I’m trying to get some benchmarking numbers out of a test port of a large montecarlo simulation our group has developed. These numbers will directly influence our purchasing decision, so you can image my surprise when running the profiler, I noticed that my timings of kernel calls indicated an extra factor of 2 speed increase over what my program normally does when run by itself. I need to know if this is real and why this is happening and I unfortunately dont have a lot of time to investigate myself, nor can I check if the program results are still correct. Can any nvidia people explain this as a known possibility and tell me if it represents real potential performance?

I report my numbers on monday morning, and given where our benchmarking is sitting now, it could determine whether we invest in a Tesla-based cluster or a traditional cluster (!)

Thank you for any help you can provide!

Daniel

Doesn’t sound real to me - are you sure the profiler ran through to completion and didn’t hit the profiler time limit? That’s the only case that I can think of where the profiler would appear to run faster. I think the default time limitis 30 seconds in the visual profiler. I don’t think there is one with the command line profiler.

Thinking about it I don’t think I’ve ever seen the output from a profile run giving different results. I suppose it could happen in the case of a race condition which the different runtime settings might expose.

I’m rather suprised you have no way of validating your output. I suppose you could sanity check the FLOPS/memory bandwidth to see if you have gone over the theoretical max, but I imagine this might not be possible in your case.

I would agree with all that. In my experience, code run under the profiler is usually about 15-25% slower than run normally (note the 30 second default cut off in the visual profiler). If you timings are real, and I don’t think they are, then the only possible thing I can think of is that the profiler only instruments a single multiprocessor and then scales the results. If your code structure is such that the performance from block to block can vary wildly, it might be that the analysis could be skewed in some way.

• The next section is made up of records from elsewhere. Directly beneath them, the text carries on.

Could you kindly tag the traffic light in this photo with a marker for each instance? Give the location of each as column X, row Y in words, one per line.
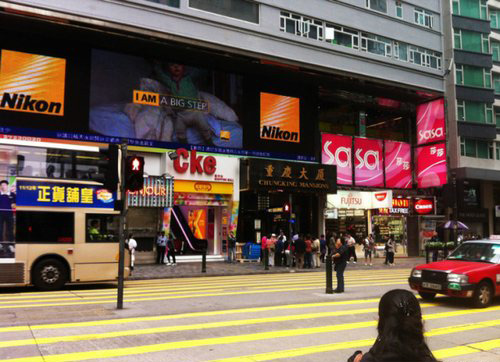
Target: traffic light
column 134, row 173
column 107, row 172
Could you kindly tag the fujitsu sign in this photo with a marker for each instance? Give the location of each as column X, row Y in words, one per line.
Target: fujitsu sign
column 195, row 163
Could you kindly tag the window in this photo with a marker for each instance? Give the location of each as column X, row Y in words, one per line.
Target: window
column 173, row 3
column 495, row 50
column 399, row 10
column 496, row 83
column 476, row 148
column 301, row 26
column 342, row 36
column 238, row 9
column 378, row 5
column 102, row 228
column 459, row 74
column 423, row 18
column 457, row 38
column 45, row 227
column 494, row 19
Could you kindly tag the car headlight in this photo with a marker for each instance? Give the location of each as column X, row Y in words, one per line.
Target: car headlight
column 458, row 278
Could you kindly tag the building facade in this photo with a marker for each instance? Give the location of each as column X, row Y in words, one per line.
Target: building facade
column 243, row 80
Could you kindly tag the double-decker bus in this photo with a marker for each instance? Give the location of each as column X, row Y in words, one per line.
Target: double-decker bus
column 56, row 225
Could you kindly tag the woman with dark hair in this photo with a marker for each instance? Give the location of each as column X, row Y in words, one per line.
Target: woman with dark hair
column 400, row 331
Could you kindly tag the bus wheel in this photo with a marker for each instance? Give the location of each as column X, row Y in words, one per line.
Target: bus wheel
column 49, row 274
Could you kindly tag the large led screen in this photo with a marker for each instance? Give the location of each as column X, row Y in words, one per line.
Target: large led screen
column 279, row 118
column 431, row 165
column 153, row 99
column 397, row 165
column 430, row 122
column 337, row 150
column 368, row 162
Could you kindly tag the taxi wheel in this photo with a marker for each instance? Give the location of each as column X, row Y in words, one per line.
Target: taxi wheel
column 49, row 274
column 427, row 295
column 483, row 295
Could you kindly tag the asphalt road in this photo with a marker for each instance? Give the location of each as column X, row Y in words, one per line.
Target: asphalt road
column 233, row 318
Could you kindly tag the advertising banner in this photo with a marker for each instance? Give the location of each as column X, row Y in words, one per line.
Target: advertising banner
column 150, row 99
column 431, row 165
column 279, row 118
column 32, row 83
column 368, row 162
column 34, row 193
column 431, row 122
column 8, row 163
column 337, row 150
column 364, row 200
column 397, row 160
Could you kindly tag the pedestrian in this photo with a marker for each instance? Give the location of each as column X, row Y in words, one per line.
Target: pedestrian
column 161, row 246
column 316, row 245
column 231, row 242
column 300, row 250
column 369, row 247
column 271, row 247
column 322, row 247
column 131, row 245
column 171, row 250
column 351, row 245
column 263, row 249
column 391, row 248
column 308, row 253
column 400, row 331
column 340, row 255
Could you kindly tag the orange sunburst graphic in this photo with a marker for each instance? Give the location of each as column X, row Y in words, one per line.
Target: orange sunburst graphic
column 279, row 117
column 41, row 79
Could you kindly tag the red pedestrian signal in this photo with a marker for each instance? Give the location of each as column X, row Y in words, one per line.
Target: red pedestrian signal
column 134, row 173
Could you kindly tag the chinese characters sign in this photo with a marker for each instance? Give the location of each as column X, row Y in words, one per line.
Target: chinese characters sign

BTW, I think you are being pretty optimistic posting a plea for help at what is probably late on Friday evening in the US expecting a reply for a Monday deadline…

Sorry - misread that a bit. I had thought that you were measuing whole program execution time, however it seems you are measuring individual kernels. I’m still not quite clear what you mean.

If you’re saying that the profile results are different from your own timings then I’m not sure. I don’t know if the profiler targets one specific multiprocessor when timing kernels or not. I would trust individual times from the profiler more than your own timings.

Or are you saying that your own timings (not from the profiler) around each kernel call report a two-fold increase in speed when run under the profiler? This would be different, and would suggest (again) that you’re timing logic is flawed.

Either way program execution time seems a superior metric.

This isn’t exactly a new problem, I reported similar behaviour (much faster execution timings in visual profiler) not long after the first visual profiler was released…

Still not sure what the cause of the problem is, but needless to say this issue + the other bugs in the visual profiler (eg: incorrect and/or missing counters) means I don’t use this tool anymore.

If you’re looking at GPU timings only, keep in mind that there are additional sources of driver/OS overhead that are hidden there. (of course if that’s a factor of 2 difference, your app is not very well optimized)

I’m quite new to CUDA but so far I’ve written and tested about 10 different programs that are CUDA based but I can tell you that my timers and the profiler have so far been totally accurate.

What sometimes happens is that I’ve got some piece of code like

system("pause");

which causes the profiler not being able to finish and aborting after 30 s.

Btw, I wouldn’t be to quick about making a decision like that. I would simply tell them I need more time, just be honest.